From SMILES to InChI: Rino, CDK, and Ruby Java Bridge
Integrating Ruby and Java is fast and easy with Ruby Java Bridge (RJB), which was discussed previously. In this article, I'll show how RJB can be used to solve a practical chemical informatics problem - the conversion of SMILES strings into InChI identifiers.
Prerequisites
This tutorial is aimed at Linux users, but you should be able to accomplish the same thing in Windows and Mac OS X, although these systems have not been tested. You'll need to install a few software packages if you haven't done so already: Ruby; Ruby Gems; RJB; CDK; and Rino. After installing RubyGems, RJB and Rino can both be installed from the command line (as root):
sudo gem install rjb
sudo gem install rino
Next, create a working directory, smi2inchi. Into this directory, move a copy of the full CDK-2006714 jarfile. That's it for libraries, so let's move onto the translator itself.
The Translator
The Translator class consists of a small piece of Ruby code gluing CDK's SmilesParser and MDLWriter with the Ruby InChI library Rino. Rino is a thin Ruby wrapper around the IUPAC InChI library, which is in turn written in C.

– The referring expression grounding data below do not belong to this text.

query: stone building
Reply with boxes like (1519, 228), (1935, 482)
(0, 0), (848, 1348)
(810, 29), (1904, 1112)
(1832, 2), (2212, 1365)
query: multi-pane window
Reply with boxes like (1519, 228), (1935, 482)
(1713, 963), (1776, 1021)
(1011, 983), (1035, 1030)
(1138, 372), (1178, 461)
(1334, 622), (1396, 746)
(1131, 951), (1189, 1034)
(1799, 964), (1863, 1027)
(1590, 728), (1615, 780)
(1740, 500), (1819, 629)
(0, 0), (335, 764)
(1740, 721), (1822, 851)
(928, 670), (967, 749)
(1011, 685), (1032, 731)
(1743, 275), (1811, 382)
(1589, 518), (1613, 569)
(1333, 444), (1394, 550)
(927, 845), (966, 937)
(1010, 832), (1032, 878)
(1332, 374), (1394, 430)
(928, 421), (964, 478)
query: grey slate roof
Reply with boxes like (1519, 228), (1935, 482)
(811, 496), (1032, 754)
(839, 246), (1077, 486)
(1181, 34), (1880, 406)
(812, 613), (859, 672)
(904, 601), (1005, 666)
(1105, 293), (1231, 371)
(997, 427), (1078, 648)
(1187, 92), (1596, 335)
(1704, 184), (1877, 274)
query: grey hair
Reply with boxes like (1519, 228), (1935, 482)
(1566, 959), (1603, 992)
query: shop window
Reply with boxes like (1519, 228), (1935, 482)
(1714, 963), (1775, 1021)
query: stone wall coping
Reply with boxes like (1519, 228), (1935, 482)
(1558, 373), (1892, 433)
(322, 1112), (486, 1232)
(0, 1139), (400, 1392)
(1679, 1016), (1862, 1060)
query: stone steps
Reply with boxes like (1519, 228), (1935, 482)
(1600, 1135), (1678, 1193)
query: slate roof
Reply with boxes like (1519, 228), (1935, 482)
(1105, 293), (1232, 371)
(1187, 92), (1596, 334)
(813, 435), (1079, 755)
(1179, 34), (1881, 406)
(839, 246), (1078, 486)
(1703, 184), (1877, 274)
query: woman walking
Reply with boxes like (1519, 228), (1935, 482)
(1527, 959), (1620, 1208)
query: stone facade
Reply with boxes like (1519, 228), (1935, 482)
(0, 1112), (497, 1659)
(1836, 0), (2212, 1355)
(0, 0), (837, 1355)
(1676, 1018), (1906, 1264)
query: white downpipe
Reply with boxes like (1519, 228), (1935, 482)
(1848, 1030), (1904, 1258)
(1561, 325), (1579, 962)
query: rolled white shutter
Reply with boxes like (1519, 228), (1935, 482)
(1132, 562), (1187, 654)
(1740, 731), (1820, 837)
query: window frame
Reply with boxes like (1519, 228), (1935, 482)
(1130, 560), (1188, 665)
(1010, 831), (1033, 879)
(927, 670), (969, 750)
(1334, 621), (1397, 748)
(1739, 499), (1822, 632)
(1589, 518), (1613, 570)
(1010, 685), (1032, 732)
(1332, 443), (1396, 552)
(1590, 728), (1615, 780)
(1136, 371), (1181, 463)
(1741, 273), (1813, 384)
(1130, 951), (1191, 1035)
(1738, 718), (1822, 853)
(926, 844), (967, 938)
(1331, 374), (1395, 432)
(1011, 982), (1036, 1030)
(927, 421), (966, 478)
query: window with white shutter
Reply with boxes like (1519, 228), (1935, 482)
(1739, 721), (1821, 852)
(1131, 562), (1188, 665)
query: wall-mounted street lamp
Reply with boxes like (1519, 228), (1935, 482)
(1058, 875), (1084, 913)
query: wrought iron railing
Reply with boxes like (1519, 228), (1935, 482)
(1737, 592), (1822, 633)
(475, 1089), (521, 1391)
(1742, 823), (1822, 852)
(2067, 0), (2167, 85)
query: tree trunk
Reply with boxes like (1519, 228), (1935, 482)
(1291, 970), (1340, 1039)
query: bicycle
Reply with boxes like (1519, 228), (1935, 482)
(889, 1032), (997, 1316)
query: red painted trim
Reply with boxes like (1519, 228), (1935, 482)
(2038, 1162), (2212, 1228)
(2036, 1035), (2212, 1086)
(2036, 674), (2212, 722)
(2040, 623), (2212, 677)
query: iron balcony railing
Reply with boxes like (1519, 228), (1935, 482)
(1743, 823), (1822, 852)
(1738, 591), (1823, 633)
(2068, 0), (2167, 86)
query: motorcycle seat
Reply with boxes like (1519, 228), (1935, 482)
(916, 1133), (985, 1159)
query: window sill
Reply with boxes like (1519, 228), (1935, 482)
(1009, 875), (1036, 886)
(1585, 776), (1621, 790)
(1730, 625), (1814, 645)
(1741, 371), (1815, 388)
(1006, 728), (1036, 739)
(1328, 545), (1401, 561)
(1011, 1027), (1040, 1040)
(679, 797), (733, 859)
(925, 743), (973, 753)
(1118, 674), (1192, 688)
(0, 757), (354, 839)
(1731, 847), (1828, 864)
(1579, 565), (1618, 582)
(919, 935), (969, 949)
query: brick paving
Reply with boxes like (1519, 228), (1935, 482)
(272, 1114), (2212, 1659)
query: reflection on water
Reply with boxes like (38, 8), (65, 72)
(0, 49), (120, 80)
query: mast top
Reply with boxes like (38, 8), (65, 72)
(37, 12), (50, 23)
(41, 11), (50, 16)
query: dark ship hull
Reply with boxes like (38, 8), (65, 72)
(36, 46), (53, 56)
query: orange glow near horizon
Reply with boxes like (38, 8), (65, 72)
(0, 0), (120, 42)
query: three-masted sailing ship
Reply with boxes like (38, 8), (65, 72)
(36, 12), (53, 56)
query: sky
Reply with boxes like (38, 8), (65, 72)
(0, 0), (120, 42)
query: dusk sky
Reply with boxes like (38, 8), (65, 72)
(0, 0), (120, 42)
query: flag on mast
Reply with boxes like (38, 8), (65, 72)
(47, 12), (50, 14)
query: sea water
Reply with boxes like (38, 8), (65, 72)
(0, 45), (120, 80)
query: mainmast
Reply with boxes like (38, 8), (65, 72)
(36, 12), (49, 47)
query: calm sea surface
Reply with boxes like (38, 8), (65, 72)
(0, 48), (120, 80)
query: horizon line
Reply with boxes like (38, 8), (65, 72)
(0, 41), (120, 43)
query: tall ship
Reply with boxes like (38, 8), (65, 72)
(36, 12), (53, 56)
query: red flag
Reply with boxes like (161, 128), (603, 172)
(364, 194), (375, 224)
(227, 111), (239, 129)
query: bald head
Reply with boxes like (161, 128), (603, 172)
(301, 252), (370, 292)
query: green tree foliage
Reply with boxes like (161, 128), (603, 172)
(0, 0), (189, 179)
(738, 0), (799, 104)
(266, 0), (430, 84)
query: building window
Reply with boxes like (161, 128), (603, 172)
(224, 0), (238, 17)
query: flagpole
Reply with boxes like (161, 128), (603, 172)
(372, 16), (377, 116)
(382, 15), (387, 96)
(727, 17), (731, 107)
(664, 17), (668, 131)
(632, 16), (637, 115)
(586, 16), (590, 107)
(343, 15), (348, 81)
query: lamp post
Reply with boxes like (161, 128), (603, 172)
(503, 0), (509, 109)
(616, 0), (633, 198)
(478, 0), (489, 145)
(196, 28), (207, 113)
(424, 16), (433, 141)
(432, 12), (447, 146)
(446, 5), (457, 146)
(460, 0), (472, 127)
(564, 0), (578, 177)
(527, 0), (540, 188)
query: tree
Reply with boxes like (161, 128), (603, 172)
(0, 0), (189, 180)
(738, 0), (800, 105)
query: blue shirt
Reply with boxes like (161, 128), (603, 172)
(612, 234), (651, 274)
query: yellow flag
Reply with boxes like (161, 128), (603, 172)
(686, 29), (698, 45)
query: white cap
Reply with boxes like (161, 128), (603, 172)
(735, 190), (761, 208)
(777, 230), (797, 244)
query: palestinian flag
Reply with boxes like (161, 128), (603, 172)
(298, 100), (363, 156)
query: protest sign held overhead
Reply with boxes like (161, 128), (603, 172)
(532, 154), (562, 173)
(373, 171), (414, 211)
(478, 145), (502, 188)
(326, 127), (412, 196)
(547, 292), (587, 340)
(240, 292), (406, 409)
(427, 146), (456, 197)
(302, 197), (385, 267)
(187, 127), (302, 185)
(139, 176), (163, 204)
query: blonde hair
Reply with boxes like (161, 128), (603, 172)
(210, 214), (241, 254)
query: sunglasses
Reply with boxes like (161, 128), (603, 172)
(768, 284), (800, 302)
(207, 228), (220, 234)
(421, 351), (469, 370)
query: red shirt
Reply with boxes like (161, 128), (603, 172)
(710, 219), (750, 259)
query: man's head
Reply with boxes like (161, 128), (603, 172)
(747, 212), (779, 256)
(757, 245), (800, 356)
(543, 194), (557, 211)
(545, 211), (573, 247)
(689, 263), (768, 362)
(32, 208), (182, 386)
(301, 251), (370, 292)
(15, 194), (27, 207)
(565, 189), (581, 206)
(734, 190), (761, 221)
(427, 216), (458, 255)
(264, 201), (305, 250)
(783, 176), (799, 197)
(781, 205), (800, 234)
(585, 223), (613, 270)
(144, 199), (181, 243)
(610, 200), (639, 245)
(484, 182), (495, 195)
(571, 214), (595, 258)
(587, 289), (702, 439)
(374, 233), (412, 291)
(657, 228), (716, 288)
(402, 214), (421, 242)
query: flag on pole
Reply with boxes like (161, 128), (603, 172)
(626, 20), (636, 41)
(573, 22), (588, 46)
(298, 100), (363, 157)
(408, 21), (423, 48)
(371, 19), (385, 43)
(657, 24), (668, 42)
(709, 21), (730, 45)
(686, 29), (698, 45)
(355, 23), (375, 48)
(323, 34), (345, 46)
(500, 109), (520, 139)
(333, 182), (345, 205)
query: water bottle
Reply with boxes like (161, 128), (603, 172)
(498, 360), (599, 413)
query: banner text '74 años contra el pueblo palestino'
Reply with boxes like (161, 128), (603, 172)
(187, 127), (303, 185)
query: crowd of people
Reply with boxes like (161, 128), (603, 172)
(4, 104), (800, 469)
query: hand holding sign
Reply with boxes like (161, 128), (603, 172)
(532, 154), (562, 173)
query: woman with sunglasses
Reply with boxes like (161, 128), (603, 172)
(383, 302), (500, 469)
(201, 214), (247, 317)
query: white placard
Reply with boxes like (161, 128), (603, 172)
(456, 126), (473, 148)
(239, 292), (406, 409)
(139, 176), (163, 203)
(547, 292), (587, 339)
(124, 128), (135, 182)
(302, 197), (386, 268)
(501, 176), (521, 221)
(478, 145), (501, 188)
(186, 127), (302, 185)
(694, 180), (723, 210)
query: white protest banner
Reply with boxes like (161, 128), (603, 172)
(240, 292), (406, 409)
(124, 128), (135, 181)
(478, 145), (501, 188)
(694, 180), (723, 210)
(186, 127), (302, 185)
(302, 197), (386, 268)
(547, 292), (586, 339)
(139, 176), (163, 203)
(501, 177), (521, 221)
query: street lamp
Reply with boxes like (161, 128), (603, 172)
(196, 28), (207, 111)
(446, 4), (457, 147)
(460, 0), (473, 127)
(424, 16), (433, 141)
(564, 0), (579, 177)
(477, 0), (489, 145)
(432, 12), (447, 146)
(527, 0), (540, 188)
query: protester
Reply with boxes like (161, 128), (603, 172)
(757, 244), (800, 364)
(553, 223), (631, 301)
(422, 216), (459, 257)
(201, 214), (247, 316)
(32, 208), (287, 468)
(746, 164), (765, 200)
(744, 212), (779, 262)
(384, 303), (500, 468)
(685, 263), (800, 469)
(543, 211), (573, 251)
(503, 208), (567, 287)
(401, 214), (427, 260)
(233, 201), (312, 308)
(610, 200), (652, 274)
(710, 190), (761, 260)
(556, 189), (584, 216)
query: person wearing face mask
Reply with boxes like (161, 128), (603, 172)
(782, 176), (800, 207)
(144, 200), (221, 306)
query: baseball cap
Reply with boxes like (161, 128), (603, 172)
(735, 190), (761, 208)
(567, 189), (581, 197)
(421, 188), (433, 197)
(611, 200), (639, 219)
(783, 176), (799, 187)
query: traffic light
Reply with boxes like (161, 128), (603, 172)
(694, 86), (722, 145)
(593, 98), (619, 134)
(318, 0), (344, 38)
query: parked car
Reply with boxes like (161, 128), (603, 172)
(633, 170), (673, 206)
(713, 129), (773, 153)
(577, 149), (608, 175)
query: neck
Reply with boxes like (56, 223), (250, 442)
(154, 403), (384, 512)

ENV['CLASSPATH'] = './cdk-20060714.jar'
require 'rubygems'
require_gem 'rjb'
require_gem 'rino'
require 'rjb'
StringWriter = Rjb::import 'java.io.StringWriter'
SmilesParser = Rjb::import 'org.openscience.cdk.smiles.SmilesParser'
MDLWriter = Rjb::import 'org.openscience.cdk.io.MDLWriter'
# Converts a SMILES string into an InChI identifier using
# the CDK Library (Java) and the Rino Library (Ruby/C).
class Translator
def initialize
@smiles_parser = SmilesParser.new
@mdl_writer = MDLWriter.new
@mol2inchi = Rino::MolfileReader.new
end
# Returns an InChI identifier from the specified SMILES string.
# Uses the CDK classes SmilesParser and MDLWriter to generate
# a molfile from a SMILES string. Then this molfile is
# parsed by Rino::MolfileReader.
def translate(smiles)
mol = @smiles_parser.parseSmiles(smiles)
sw = StringWriter.new
@mdl_writer.setWriter(sw)
@mdl_writer.write(mol)
@mol2inchi.read(sw.toString)
end
end
Add the above code to a file called smi2inchi.rb. The first line points the CLASSPATH environment variable, which is needed by RJB, to the CDK library. Lines 3-6 include the RJB and Rino RubyGems. Lines 8-11 import the built-in Java class StringWriter and the CDK Java classes SmilesParser and MDLWriter using RJB's syntax. The core of the class consists of the translate
method, which simply coordinates the pieces.
Using the Translator class consists of creating an instance, and invoking its translate
method on a SMILES string:
require 'smi2inchi'
translator = Translator.new
inchi = translator.translate 'c1ccccc1'
p inchi # => "InChI=1/C6H6/c1-2-4-6-5-3-1/h1-6H"
The above code fragment can be saved to a text file (e.g. test.rb) and invoked with the Ruby interpreter:
ruby test.rb
Alternatively, it can be entered interactively with the Interactive Ruby Interpreter (irb):
irb
irb(main):001:0>
With just a few lines of Ruby, we've solved a real problem. This example integrates software from three different programming languages: Ruby, C, and Java. Given the variety of chemical informatics software written in these languages, Ruby Java Bridge offers numerous integration possibilities.